Significant factors concerning inflation include the surge in oil prices triggered by production cuts from the OPEC+ alliance, disruptions to maritime logistics caused by conflicts such as those in the Red Sea, and the agricultural challenges posed by the La Niña phenomenon, all of which may notably escalate food prices. Furthermore, a deterioration in geopolitical conditions could exacerbate stress on supply chains, potentially leading to upward pressure on inflation rates.
The report also highlights potential changes in U.S. monetary policy, noting that the Federal Reserve has signaled it may only implement one rate cut this year. The persistence of high interest rates in the United States has resulted in rising bond yields within the ASEAN and Plus Three region. Additionally, many equity markets in the area have shown less favorable performance amid this backdrop. The anticipated rate cuts are expected to be somewhat limited, which could contribute to ongoing risks in the financial markets.
A common theme across the financial outlook is the depreciation of local currencies against the U.S. dollar, especially in most ASEAN and Plus Three countries, excluding Japan. In terms of monetary policy responses, while Indonesia has chosen to increase interest rates in a bid to stabilize its currency, most other central banks have largely maintained a status quo approach. The prolonged period of high U.S. interest rates could potentially extend the fiscal contraction phase in the ASEAN and Plus Three region, possibly delaying the onset of economic recovery.
Delving into specific country forecasts, AMRO predicts that for 2024, China will see a growth rate of approximately 5.3%, Japan at 0.5%, and South Korea at 2.5%, whereas the overall ASEAN growth rate is forecasted to be 4.8%. More granularly, the six major ASEAN economies will experience varied growth rates, with Vietnam leading at 6.3%, followed closely by the Philippines at 6.1%, Indonesia at 5.2%, Malaysia at 4.7%, Thailand at 2.7%, and Singapore at 2.4%.

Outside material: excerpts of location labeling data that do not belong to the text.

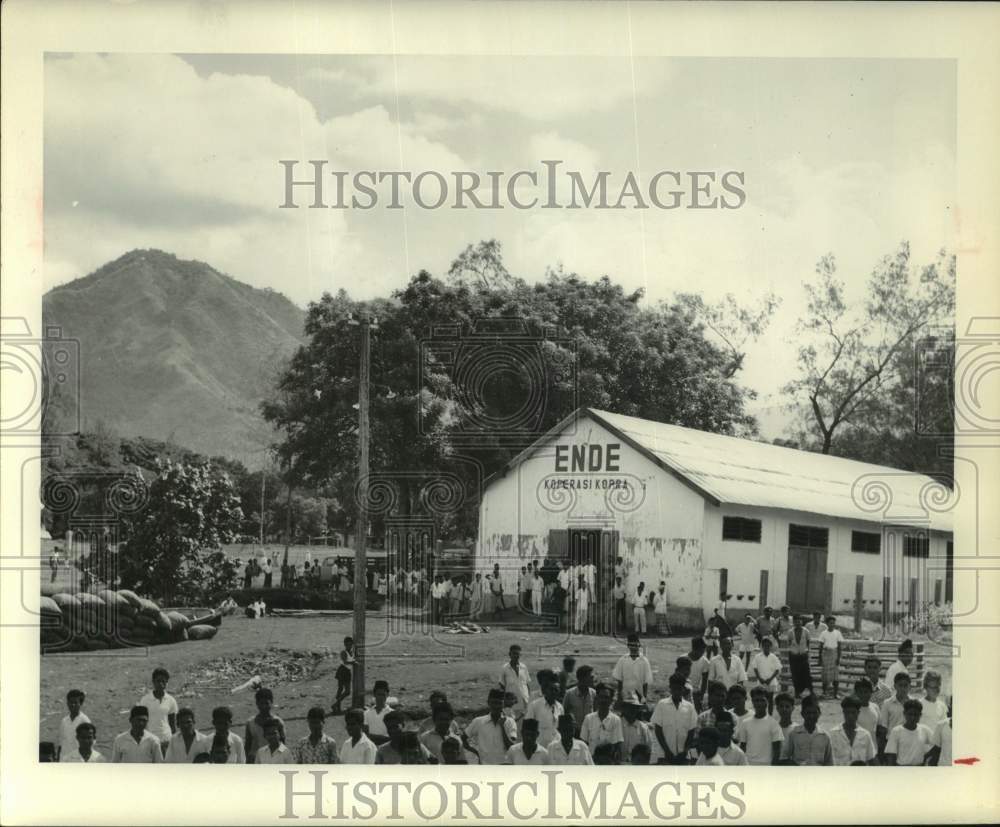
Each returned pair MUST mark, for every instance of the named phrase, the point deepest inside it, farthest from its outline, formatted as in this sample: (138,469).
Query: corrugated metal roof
(743,472)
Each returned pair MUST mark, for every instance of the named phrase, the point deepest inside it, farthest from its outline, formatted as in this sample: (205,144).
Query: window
(807,536)
(916,545)
(741,529)
(866,542)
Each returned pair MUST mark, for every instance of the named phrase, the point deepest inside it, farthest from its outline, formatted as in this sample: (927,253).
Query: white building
(714,516)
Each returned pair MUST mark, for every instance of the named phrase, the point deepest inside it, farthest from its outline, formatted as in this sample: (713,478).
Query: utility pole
(263,476)
(361,534)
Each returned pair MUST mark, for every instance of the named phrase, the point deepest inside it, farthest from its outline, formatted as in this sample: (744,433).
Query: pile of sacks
(110,619)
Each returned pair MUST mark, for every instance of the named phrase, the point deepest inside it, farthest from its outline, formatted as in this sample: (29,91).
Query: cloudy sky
(181,153)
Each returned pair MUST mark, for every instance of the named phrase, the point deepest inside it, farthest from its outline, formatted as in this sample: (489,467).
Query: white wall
(746,560)
(659,540)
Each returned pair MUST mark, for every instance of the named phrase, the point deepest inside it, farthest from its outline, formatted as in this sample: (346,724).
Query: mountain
(177,351)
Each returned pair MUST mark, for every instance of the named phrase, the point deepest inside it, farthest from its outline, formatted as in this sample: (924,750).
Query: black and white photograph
(534,407)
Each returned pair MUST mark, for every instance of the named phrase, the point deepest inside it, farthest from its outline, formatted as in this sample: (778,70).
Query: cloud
(540,88)
(142,152)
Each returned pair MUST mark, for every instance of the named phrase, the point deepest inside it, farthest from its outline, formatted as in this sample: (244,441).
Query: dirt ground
(298,657)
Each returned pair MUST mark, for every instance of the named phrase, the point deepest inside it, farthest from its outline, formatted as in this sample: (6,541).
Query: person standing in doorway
(798,640)
(582,605)
(639,601)
(618,595)
(660,610)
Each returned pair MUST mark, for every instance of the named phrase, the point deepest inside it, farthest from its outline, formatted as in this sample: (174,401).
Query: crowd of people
(703,718)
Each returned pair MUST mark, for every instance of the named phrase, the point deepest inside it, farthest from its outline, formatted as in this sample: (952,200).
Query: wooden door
(805,590)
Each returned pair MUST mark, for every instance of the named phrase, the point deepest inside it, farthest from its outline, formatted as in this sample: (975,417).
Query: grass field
(298,657)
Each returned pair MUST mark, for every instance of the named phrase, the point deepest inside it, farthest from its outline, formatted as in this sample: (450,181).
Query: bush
(304,599)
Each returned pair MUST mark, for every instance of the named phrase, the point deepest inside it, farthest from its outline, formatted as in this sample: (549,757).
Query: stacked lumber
(109,619)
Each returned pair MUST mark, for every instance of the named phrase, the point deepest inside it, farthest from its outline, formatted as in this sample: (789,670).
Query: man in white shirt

On the inflation front, AMRO has downgraded its forecasts for the region from a previous estimate of 2.5% to 2.1% for 2024, primarily due to lower-than-expected increases in food prices and imported inflation, with the exceptions of Myanmar and Laos. The report suggests that with several countries well-prepared to align interest rate policies with the Federal Reserve's trajectory, central banks within the region have felt little necessity to enact rate cuts given the context of strong domestic growth and lower inflation rates.
AMRO anticipates a general inflation level of 5% across the ASEAN and Plus Three region for 2024, with the ASEAN countries foreseen to experience an inflation rate of approximately 6.3%. Breaking it down further by country, China is expected to maintain a relatively low inflation rate of 0.8%, while Japan and South Korea will both hover around 2.4%. The remaining six ASEAN economies are projected to see inflation rates of 3.8% in Vietnam, 3.3% in the Philippines, 2.8% in Singapore, 2.7% in Indonesia, 2.3% in Malaysia, and a minimal 0.7% in Thailand.
An interesting analysis notes that while the region benefits from a favorable set of circumstances, it remains susceptible to various factors that could influence or potentially reverse this positive economic growth trajectory. These include intensifying geopolitical tensions, soaring global commodity prices, reinforcing trade protectionism, a slowdown in growth from major economies, and the potential resurgence of inflation. Such dynamics underline the necessity for increased cooperation among ASEAN and Plus Three countries, fostering collaborative efforts to achieve respective economic targets.